NEW YORK – A southern Chinese province that borders Vietnam appears to have been home to several historical populations and the site of gene flow between those populations over thousands of years, according to an ancient DNA sequencing study focused on the region.

"Our results show heavy interactions among three distinct ancestries at the crossroads of East and Southeast Asia," co-senior and co-corresponding author Qiaomei Fu, a researcher affiliated with the Chinese Academy of Sciences and Shanghai Qi Zhi Institute, and her colleagues wrote in a paper published in Cell on Thursday.

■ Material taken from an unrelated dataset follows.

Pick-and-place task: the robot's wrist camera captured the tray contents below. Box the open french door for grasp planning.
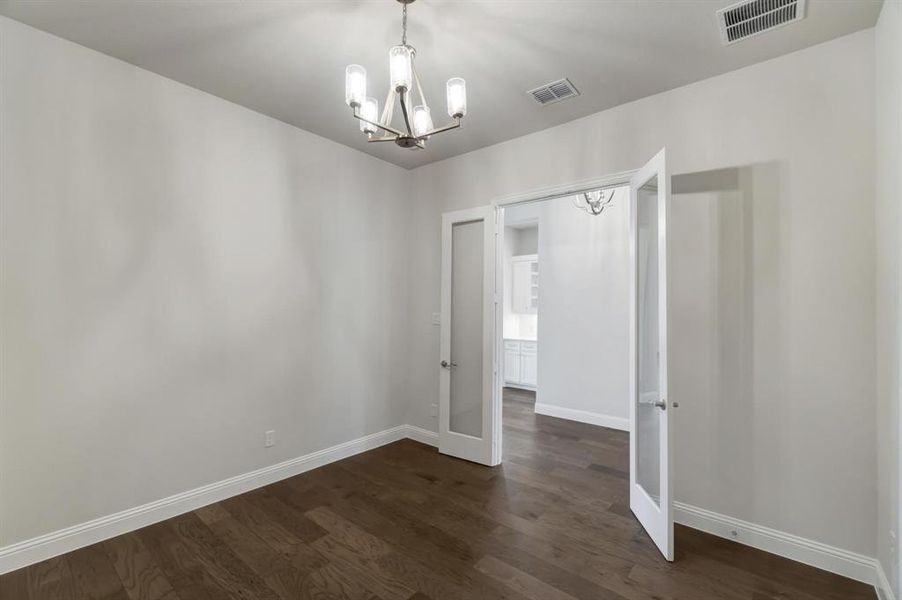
[438,206,501,466]
[629,148,674,561]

For their study, the investigators started with 170 samples from Guangxi, a southern Chinese province that is bordered by Vietnam to its west, ultimately using ancient DNA capture and sequencing methods to assess some 1.2 million SNPs in 30 Guangxi samples ranging from a few hundred to nearly 11,000 years old. To that set, they added available sequence data for an individual known as Qihe3 from China's Fujian province — a coastal region that falls east of present-day Guangxi and Guangdong provinces.

By comparing the 31 ancient genomes to one another and to ancient individuals sequenced in the broader region in the past, the team uncovered three main ancestral groups in southern China and Southeast Asia: a group with deeply diverged East Asian ancestry near what is now Guangxi (represented by a 10,400- to 10,700-year-old individual dubbed Longlin from Guangxi's Laomaocao Cave), a group of Hòabìnhian hunter-gatherers from Southeast Asia, and a group related to the Qihe3 individual with Early Neolithic Fujian ancestry.

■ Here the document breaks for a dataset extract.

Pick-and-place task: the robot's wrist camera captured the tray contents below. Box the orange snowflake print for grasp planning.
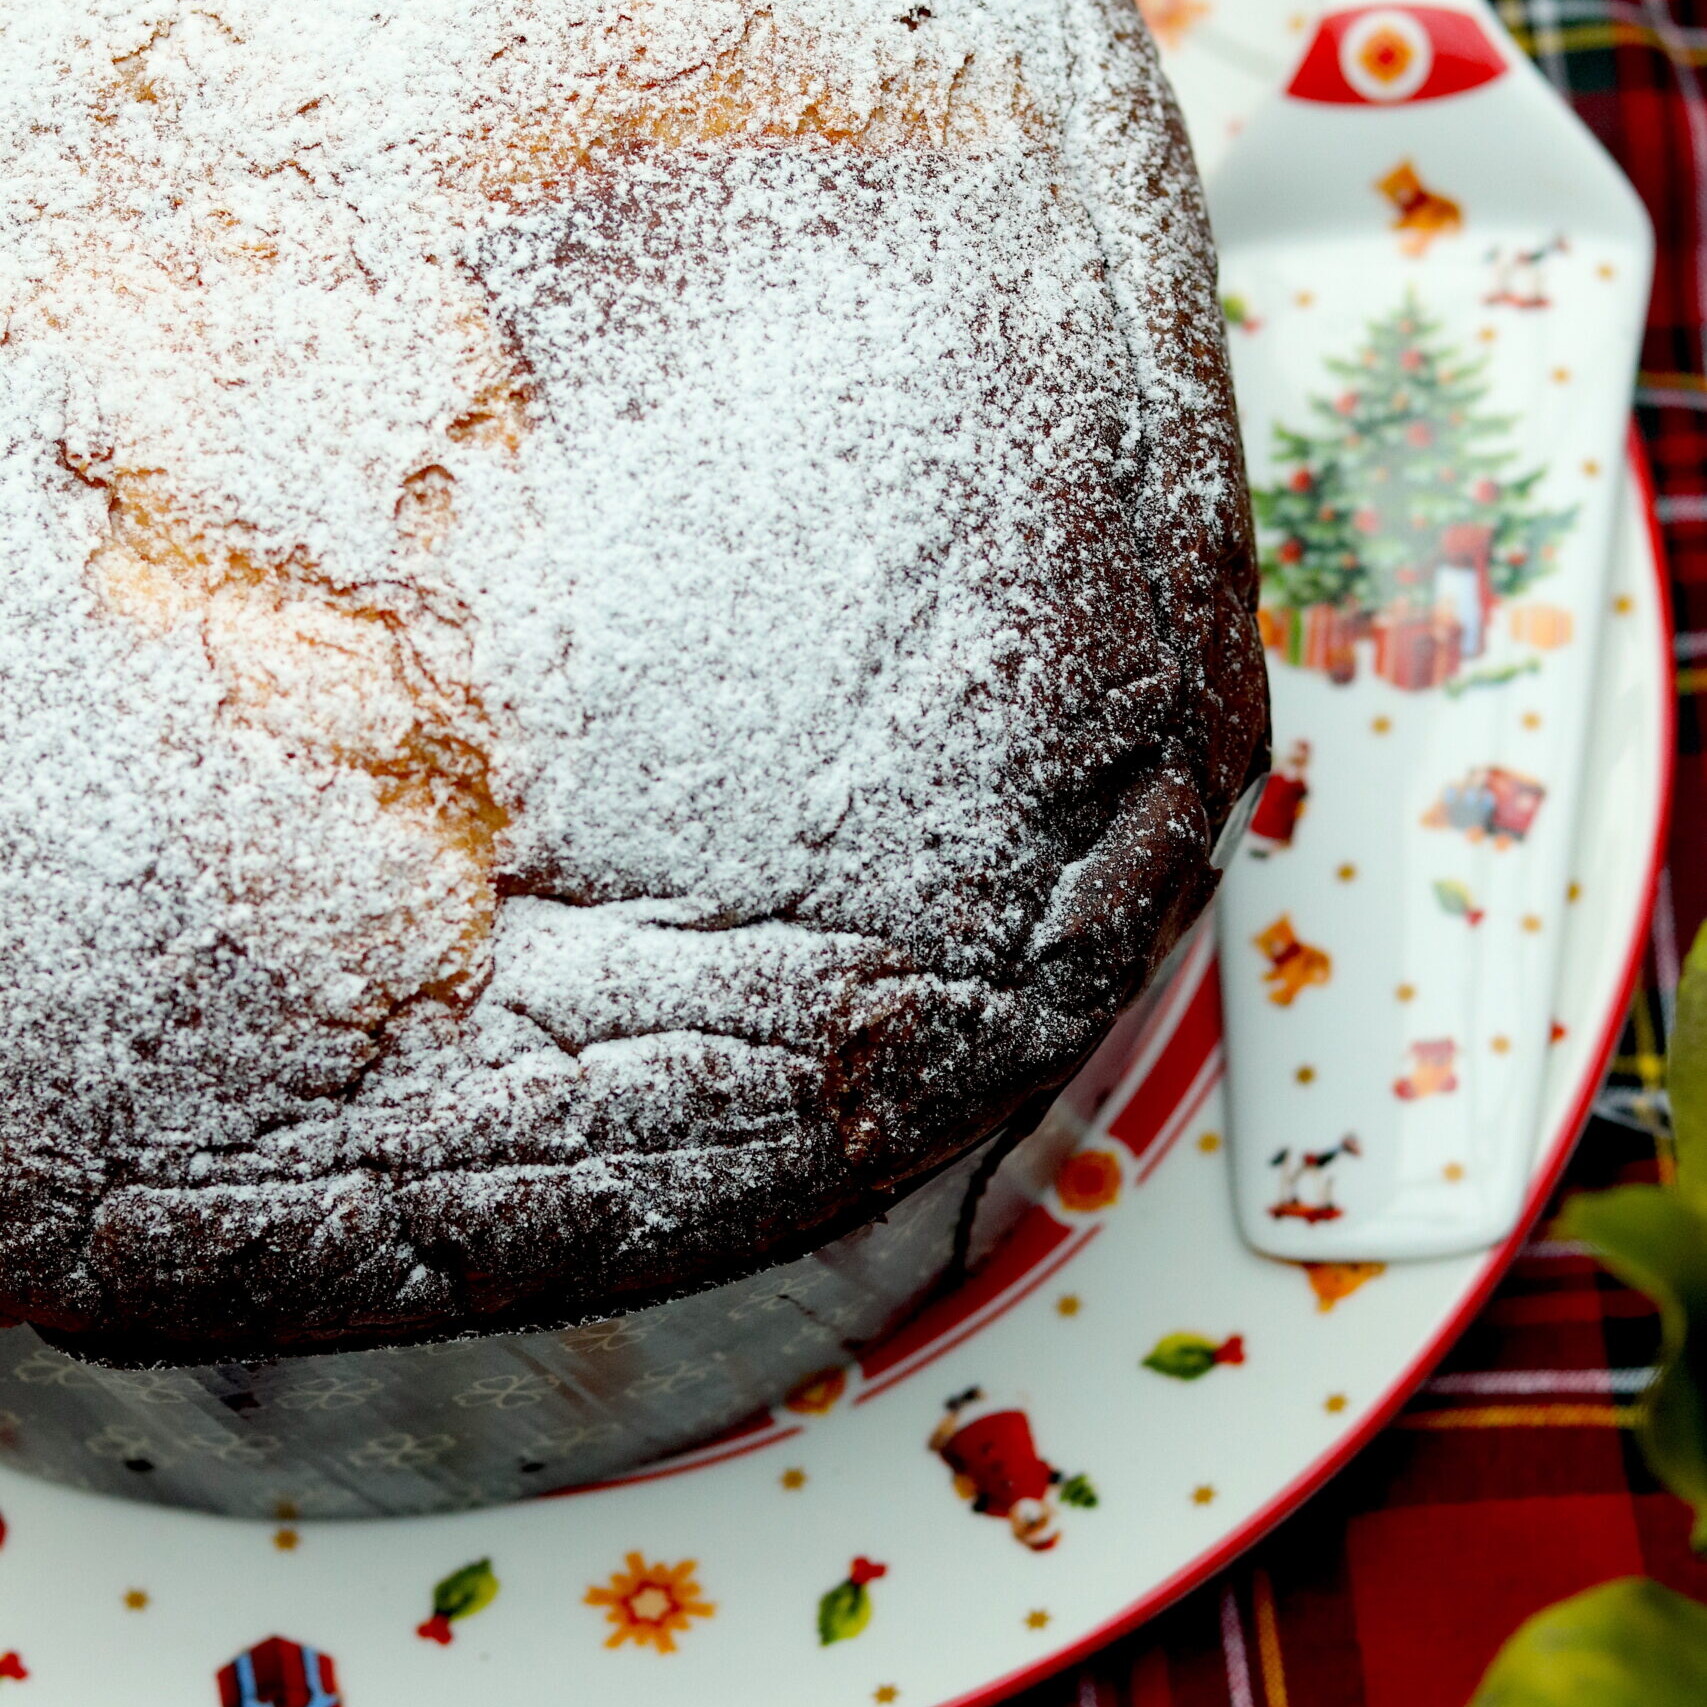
[1138,0,1210,51]
[1055,1148,1121,1213]
[784,1367,848,1416]
[586,1553,715,1654]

While these groups were genetically separated more than 10,000 years ago, the researchers' findings also pointed to population interactions in the area between around 6,000 and 9,000 years ago, when individuals from the Guangxi and Fujian groups and the Guangxi and Hòabìnhian groups met and mingled, leading to Guangxi populations that had local East Asian ancestry, Fujian-related ancestry, and hunter-gatherer ancestry.

"Unlike in the Fujian region, the existence of highly admixed populations in Guangxi suggests that this region was an interaction zone among Indigenous populations from Guangxi, populations from the Fujian region, and populations related to Hòabìnhians of Southeast Asia," the authors wrote, noting that the results are consistent with gene flow prior to farming that "played an important role in forming the pre-agricultural populations in these regions."

More recently — between roughly 500 years ago to some 1,500 years ago — the Guangxi individuals appear to have shared closer genetic ties to individuals from Tai-Kadai and Hmong-Mien language groups remaining in the region into the present.

"The historical Guangxi populations in our current data show that ancestry related to Tai-Kadai speakers can be found by at least [about 1,500] years ago, while ancestry related to Hmong-Mien speakers is found in individuals dating to [about 500] years ago," the authors reported, noting that "these two populations have lived continuously in Guangxi for at least 500 years."